Initially, proteinuria was monitored, later albuminuria was added, and in the last 5 years, U-B2M was also measured. Preventive ABPM was performed only in the last 10 years. In the case of any pathological finding (SFK dilatation on US, proteinuria, reduced GFR, hypertension, UTI), check-ups were more frequent. Patients with obstructive SFK defects underwent early surgery by consensus of a nephrologist and a urologist. Surgery was also indicated for high-grade VUR and febrile UTI occurring despite antibiotic prophylaxis.

Patients were followed at our center until 18–19 years of age. After that, further follow-up was recommended, either by a general practitioner or, if kidney damage was suspected, by a specialist, usually an adult nephrologist. The detailed follow-up protocol is shown in Figure S1 in the Supplementary Material.
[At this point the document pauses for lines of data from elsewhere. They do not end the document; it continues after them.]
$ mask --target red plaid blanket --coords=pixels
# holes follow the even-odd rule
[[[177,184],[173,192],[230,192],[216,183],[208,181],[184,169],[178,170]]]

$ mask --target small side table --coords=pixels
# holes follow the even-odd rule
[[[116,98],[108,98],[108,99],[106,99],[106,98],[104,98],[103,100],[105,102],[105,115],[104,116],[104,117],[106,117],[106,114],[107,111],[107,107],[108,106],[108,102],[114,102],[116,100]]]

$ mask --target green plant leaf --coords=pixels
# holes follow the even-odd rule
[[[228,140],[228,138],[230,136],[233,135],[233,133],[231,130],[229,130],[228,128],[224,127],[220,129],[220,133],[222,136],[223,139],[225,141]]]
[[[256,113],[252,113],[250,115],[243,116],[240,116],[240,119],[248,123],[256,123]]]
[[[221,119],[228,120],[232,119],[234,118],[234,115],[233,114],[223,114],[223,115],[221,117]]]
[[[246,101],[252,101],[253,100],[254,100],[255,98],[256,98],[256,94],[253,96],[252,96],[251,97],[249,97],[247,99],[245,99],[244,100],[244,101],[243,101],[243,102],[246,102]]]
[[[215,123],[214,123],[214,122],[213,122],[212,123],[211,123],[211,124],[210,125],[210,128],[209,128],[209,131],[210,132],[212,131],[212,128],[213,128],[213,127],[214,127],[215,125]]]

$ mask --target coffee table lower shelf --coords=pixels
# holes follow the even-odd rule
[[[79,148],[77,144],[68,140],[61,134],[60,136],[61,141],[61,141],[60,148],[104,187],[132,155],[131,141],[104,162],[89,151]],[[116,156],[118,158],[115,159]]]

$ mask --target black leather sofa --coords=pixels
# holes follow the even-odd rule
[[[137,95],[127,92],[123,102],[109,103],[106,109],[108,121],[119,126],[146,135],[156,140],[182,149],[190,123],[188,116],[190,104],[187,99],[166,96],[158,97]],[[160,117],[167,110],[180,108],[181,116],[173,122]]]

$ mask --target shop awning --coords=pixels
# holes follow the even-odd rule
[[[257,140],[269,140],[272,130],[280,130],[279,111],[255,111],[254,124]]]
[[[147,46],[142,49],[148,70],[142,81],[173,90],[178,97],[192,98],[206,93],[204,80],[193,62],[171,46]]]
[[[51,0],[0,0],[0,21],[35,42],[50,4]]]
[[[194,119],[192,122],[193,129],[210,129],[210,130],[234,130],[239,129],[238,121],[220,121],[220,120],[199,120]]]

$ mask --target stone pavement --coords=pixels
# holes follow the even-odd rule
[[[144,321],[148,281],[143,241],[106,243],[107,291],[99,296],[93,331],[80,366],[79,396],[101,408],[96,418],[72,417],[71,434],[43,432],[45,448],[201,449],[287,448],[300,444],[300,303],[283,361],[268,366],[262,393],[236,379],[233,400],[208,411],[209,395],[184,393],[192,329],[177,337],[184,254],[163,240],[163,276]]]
Two independent samples were compared using Fisher’s exact test (qualitative data) and Mann–Whitney U-test (numerical and ordinal data).

Risk factors for reduced GFR and hypertension were assessed with odds ratio (OR) and 95% confidence interval (95% CI). The former was calculated by logistic regression. In addition, multivariate logistic regression was used to assess risk factors for reduced GFR and hypertension. In both cases, the model included the following variables: sex, BMI, immaturity, low birth weight, recurrent UTI, hypertension, proteinuria, elevated U-B2M, SFK side, SFK length at 1 year of age, GFR at initial examination, and severe CAKUT. The model was developed using the forward stepwise method (likelihood ratio).

All tests were performed at a significance level of 0.05. Statistical analyses were performed with IBM SPSS Statistics 23.0 (Armonk, NY: IBM Corp.).